The NAHB housing market index was 33, matching estimates, with increased price cuts observed.

    by VT Markets
    /
    Jul 17, 2025

    The NAHB housing market index for July stood at 33, matching the estimated forecast and reflecting an increase from the prior month’s 32. A rise in price cuts was recorded, with 38% of builders reducing home prices, the highest level since 2022.

    The percentage of builders cutting prices was 37% in June, 34% in May, and 29% in April. The average price reduction has remained at 5% since November 2024. Sales incentives usage remained steady at 62% from June.

    Annual Decline In Single Family Starts

    There is an expected decline in single-family starts for 2025, accompanied by a 6% year-to-date decrease in building permits. Builder traffic has dropped to its lowest point in over two years, indicating subdued market activity.

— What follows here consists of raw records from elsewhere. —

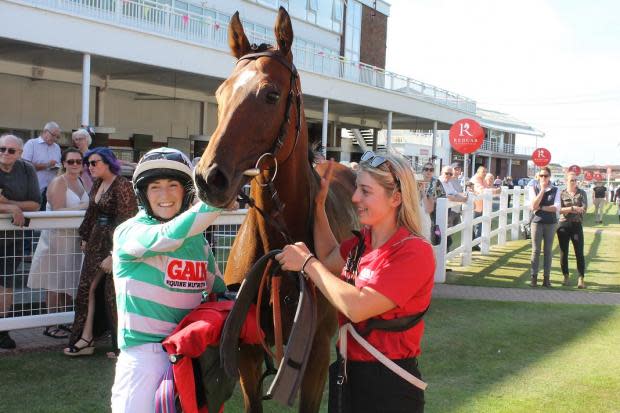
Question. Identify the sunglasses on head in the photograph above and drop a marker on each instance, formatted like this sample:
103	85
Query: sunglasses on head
376	161
11	151
93	163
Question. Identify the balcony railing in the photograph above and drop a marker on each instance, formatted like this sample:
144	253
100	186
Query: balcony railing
161	19
488	145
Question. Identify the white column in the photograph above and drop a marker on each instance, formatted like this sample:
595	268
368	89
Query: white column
85	88
434	138
389	133
324	130
473	164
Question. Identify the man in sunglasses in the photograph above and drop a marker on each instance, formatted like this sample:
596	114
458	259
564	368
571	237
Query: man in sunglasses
447	181
19	192
44	154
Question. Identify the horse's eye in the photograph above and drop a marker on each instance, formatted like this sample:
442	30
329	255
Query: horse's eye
272	97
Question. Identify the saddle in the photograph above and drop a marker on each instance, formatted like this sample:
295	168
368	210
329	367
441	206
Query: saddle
293	364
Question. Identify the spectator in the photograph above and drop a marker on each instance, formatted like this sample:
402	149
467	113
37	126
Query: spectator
458	175
57	260
112	201
432	190
82	140
163	177
574	204
498	182
481	182
19	192
446	179
44	154
391	280
600	195
545	203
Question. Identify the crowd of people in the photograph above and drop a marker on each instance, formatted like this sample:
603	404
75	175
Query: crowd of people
113	271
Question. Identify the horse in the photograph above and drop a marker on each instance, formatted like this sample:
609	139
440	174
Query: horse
262	137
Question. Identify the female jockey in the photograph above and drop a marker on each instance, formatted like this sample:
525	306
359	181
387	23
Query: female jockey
162	266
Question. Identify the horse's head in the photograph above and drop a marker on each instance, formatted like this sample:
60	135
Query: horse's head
252	109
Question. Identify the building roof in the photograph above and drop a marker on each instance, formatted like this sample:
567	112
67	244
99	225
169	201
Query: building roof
504	122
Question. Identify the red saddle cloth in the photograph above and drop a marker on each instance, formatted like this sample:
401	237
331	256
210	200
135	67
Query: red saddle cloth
199	329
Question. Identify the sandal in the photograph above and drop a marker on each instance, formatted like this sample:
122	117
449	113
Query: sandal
56	332
86	350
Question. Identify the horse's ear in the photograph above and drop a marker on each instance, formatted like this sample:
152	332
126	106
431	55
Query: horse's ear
237	40
284	31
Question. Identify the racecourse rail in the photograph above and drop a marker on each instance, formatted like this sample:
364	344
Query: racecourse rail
29	303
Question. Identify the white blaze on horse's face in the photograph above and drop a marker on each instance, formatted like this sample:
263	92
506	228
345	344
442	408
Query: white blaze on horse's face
243	78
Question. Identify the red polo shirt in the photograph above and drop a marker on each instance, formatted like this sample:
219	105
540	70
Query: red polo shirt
403	270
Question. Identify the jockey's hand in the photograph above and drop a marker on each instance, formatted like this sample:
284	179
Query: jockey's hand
321	196
293	256
106	264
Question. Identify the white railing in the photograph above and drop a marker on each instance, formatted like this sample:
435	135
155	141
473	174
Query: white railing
160	19
519	210
29	307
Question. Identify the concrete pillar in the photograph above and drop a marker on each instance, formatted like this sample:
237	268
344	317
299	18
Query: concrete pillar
389	132
473	164
324	130
85	88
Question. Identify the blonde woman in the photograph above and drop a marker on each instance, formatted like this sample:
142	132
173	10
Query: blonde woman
388	275
57	259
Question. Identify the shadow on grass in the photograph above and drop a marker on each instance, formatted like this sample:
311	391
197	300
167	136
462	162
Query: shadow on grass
474	347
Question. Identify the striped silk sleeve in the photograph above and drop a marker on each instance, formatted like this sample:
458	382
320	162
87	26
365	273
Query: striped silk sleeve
141	240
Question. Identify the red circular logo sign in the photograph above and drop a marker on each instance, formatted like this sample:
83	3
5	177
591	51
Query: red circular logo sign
541	157
466	136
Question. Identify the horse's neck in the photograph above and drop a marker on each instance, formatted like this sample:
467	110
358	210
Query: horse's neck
295	186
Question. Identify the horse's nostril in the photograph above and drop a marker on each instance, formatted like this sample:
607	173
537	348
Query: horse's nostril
216	178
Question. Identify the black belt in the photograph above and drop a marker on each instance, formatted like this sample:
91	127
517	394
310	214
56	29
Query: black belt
104	220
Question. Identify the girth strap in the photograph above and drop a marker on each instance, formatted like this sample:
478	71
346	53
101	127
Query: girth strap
291	370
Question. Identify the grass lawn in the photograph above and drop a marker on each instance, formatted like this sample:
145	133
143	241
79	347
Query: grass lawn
508	265
478	357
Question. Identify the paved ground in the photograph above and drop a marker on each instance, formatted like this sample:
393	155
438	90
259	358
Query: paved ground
33	339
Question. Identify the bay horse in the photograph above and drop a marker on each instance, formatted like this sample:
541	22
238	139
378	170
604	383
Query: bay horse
261	121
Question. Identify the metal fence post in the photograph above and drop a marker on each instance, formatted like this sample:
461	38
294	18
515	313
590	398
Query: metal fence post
468	215
441	215
516	213
503	216
487	208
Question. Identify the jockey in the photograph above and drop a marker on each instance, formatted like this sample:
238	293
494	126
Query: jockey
162	265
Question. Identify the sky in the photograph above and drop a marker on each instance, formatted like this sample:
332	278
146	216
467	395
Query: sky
554	64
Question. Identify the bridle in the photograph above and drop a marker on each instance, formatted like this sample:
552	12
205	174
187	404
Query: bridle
276	220
293	94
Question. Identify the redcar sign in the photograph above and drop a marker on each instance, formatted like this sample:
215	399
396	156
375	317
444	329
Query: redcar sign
466	136
541	157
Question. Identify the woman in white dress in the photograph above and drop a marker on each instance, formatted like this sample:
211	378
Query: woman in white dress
57	260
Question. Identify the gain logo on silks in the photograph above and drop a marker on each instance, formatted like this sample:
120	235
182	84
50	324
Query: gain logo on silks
186	274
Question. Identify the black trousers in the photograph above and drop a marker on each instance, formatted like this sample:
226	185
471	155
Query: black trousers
571	232
376	389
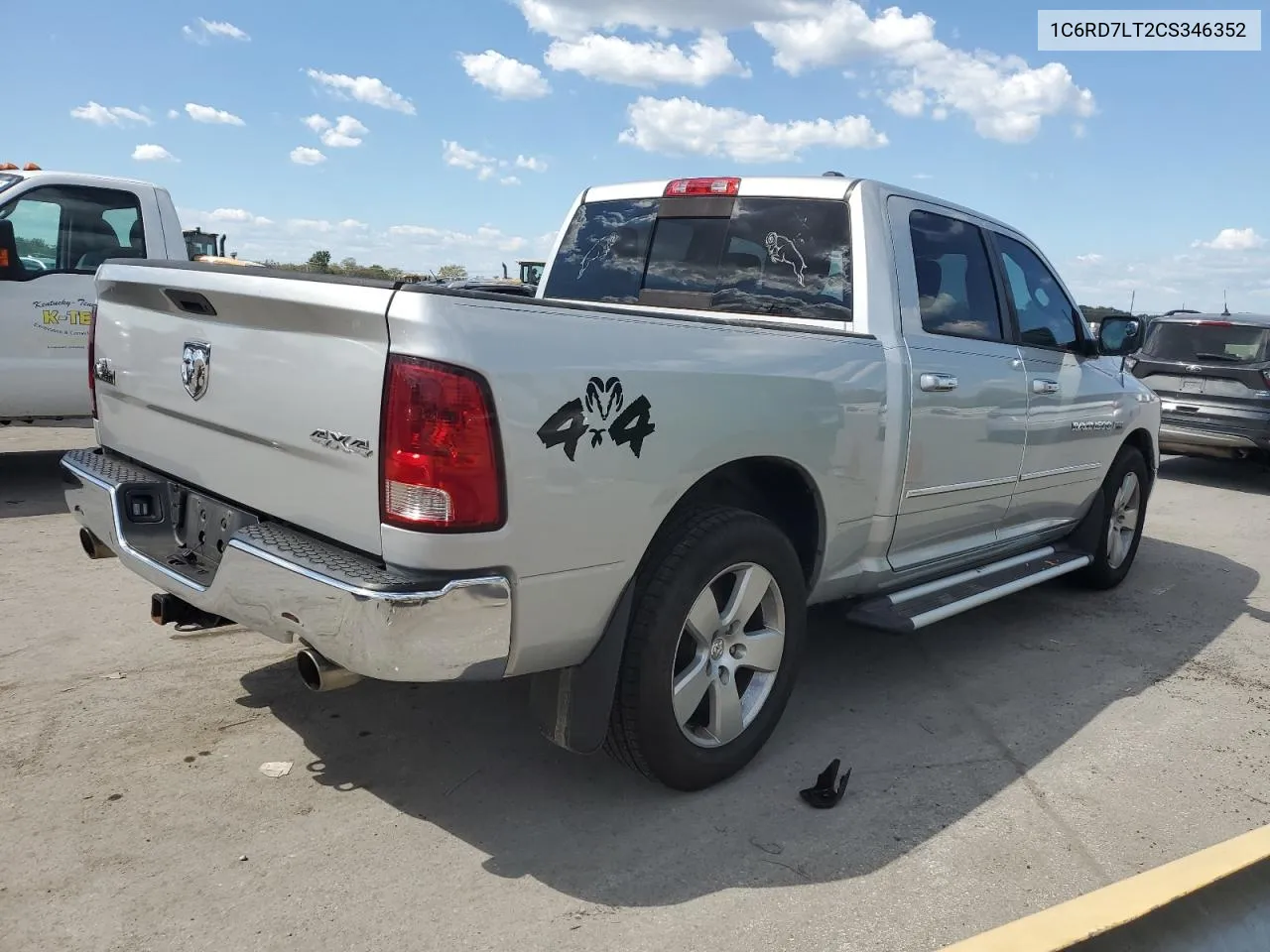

    Based on the provided data, we see the stable housing index as deceptive, with the real story being the record number of builders cutting prices. The underlying weakness, shown by falling permits and the lowest builder traffic in over two years, suggests a deepening slump. This isn’t a market finding its footing; it’s a market struggling for demand.

    We believe the primary driver of this weakness is stubbornly high mortgage rates, which have been hovering just above 7% for the 30-year fixed loan according to recent Federal Home Loan Mortgage Corporation data. This affordability crisis is directly reflected in the report from Mr. Michalowski, forcing builders to offer more incentives. This pattern is historically consistent with periods preceding a Federal Reserve pivot towards easier monetary policy, as seen in previous housing downturns.

    Buying Put Options On Homebuilder ETFs

    In response, we are looking to buy put options on homebuilder ETFs, such as the iShares U.S. Home Construction ETF (ITB), to capitalize on the expected decline in builder equity prices. Major builders have recently guided for lower future sales and pointed to elevated cancellation rates near 15%, further supporting this bearish stance. The 38% of builders cutting prices is a direct hit to their future profit margins.

    Furthermore, this data strengthens the case for a more dovish central bank policy in the coming months. A slowing housing sector, which is a key component of GDP, makes further interest rate hikes untenable and increases the probability of future rate cuts. We are therefore positioning in interest rate derivatives that will profit from a drop in yields, such as receiving fixed on interest rate swaps.

    The weakness could also spill over into the broader economy, impacting consumer confidence and the financial sector’s loan portfolios. We see this as an opportunity to purchase protective puts on financial sector ETFs as a hedge against a potential increase in mortgage defaults. This broad economic uncertainty also makes long volatility positions, possibly through options on the VIX index, an attractive strategy for the coming weeks.